First, there actually aren't all that many talented engineers overseas. A
recent study at Duke completely debunked the notion that China and India are
producing massive numbers of talented engineers. This isn't to knock IIT
grads, of course - they are a _very_ talented bunch. But 300,000 grads at this
level every year? Not even close.

Second, improving the US education system in math and science isn't going to
create more engineers if law, medicine, and finance remain more attractive.
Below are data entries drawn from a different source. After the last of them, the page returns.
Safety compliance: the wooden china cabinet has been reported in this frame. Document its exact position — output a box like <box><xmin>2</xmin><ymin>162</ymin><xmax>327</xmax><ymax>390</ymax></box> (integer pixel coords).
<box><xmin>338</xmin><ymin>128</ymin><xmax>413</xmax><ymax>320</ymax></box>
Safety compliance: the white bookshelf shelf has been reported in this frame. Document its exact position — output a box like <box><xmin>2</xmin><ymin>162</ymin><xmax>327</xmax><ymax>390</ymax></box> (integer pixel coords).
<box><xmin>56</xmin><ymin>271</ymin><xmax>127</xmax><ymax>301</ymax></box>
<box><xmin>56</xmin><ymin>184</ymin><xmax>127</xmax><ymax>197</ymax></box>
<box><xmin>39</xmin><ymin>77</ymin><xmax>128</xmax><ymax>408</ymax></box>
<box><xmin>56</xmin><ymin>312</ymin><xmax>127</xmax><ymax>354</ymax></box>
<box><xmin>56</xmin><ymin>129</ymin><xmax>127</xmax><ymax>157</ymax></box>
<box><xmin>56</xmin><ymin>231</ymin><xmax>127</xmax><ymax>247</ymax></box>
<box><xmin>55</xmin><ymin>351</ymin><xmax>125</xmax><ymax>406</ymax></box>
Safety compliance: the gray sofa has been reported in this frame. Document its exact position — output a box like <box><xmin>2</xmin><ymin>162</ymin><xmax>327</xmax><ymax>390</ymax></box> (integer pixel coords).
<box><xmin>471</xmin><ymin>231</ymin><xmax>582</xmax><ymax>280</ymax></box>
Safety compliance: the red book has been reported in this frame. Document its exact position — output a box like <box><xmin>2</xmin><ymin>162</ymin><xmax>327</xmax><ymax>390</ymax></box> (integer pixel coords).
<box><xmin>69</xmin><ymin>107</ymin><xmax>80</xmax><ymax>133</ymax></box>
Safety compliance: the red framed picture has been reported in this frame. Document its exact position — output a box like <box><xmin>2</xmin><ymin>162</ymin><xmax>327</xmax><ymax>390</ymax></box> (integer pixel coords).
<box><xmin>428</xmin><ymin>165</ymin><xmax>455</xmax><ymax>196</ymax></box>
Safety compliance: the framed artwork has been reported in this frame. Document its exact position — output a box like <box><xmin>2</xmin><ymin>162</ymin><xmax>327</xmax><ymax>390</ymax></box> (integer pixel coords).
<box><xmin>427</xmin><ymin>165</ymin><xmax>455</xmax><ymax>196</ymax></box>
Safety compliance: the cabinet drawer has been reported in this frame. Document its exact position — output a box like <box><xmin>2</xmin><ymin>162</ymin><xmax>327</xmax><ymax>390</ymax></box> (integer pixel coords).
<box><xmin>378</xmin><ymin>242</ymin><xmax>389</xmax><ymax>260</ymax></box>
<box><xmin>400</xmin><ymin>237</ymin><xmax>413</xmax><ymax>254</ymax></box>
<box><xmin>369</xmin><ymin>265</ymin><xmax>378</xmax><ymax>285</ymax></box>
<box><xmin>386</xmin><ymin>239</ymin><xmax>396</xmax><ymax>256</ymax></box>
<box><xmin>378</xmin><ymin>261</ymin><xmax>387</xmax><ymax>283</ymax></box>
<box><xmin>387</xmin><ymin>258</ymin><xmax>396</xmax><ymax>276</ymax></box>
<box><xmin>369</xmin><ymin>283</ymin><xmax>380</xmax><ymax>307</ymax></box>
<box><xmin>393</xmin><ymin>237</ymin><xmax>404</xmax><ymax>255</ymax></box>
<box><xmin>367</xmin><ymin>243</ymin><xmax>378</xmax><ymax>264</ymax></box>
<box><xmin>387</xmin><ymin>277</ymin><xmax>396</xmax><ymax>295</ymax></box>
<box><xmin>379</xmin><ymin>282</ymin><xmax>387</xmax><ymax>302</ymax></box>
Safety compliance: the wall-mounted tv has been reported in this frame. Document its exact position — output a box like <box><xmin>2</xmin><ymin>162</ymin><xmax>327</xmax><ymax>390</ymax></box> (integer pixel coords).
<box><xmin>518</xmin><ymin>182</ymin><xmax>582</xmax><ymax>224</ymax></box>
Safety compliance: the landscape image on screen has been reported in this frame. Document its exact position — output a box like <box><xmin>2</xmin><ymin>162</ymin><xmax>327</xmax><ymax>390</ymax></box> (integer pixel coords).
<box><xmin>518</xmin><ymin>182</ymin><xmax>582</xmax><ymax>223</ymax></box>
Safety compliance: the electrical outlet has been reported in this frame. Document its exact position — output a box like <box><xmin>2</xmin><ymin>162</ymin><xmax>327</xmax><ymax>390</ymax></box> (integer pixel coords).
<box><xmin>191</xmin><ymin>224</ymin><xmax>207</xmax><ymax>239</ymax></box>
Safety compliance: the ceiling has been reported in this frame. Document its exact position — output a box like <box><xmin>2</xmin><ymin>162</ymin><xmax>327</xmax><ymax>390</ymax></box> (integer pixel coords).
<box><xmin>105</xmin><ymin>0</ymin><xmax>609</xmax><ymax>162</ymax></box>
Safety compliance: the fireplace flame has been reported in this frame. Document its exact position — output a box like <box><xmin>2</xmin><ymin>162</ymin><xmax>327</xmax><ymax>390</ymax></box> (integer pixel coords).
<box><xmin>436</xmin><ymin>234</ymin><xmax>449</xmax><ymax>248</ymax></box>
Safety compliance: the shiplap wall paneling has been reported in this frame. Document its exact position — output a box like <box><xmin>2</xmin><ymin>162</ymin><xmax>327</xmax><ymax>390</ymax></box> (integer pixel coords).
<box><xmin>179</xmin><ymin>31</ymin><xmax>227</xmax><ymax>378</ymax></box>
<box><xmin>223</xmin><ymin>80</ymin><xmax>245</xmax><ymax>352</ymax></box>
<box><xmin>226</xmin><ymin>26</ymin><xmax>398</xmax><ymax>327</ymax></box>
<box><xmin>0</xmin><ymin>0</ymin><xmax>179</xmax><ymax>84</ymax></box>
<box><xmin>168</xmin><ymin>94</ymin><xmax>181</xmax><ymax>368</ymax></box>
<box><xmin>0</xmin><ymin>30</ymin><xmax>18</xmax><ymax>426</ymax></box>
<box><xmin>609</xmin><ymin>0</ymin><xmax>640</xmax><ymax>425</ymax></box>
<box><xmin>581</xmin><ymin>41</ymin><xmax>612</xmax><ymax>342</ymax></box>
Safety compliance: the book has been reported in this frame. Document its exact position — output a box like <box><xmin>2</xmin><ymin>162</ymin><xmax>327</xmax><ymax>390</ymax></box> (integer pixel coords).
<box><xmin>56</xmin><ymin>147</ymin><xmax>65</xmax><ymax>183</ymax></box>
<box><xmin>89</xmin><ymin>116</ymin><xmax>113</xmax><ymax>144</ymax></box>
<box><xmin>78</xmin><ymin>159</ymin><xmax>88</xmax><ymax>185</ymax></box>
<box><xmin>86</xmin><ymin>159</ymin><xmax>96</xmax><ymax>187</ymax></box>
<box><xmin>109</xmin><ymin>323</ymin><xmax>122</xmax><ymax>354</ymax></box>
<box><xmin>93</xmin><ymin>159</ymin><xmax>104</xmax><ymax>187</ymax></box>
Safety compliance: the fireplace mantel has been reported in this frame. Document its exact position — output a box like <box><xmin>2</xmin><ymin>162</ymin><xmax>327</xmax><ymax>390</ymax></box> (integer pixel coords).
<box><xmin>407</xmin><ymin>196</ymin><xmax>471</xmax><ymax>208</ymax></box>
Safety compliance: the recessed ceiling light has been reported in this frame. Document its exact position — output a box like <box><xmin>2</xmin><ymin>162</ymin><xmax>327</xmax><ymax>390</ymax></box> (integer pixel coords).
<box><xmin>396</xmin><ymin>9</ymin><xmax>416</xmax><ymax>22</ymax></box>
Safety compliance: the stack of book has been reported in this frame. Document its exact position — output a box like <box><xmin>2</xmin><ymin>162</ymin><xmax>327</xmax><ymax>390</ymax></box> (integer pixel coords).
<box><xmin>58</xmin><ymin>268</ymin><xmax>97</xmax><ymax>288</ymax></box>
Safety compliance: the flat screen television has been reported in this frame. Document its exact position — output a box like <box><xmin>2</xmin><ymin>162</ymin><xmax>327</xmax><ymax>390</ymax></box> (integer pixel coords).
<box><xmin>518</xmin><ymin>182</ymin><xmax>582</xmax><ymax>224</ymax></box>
I
recently read an article about how Japan is starting to experience engineering
shortages. It was the first honest article I'd read in a while: unlike the
economist article, this one pointed out that engineering is really, really
hard, and doesn't pay as well as other like finance, medicine and law. In
other words, there are other paths that are easier, more lucrative, and more
stable than engineering.

Another problem, of course, is that if foreign engineers enter the US in large
numbers while law jobs remain off limits to foreigners, that creates an
incentive for US students to avoid engineering and go into law. Even if you
don't create special protections for Americans like law and medicine do, you'd
still expect people to steer clear of a field targeted for employment-related
immigration.

In many ways, the US has created the perfect set of conditions to deter
Americans from entering the field.

------
Tamerlin
I fear that it's happening, because of our weak education system and the
decreasing cultural appreciation for intellectualism in American culture.

Our education system and our culture also discourage imagination and
curiosity, both of which are necessary for innovation as well as for R&D.

If you disagree, spend some time watching the Simpsons and see how they
present the intellectuals (e.g. Lisa Simpson, Professor Frink, Martin), and
look at how close to reality that is. (Satire doesn't work without a kernel of
truth.)

------
eugenejen
I guess to create a great economy, the only way is to allow goods, capital,
good engineers comes and go.

But U.S. politicians have to work on different issues like voters anger on
potential job loss and I guess unless voters can feel the benefit from the
economy, they will choose to protect the existing benefits.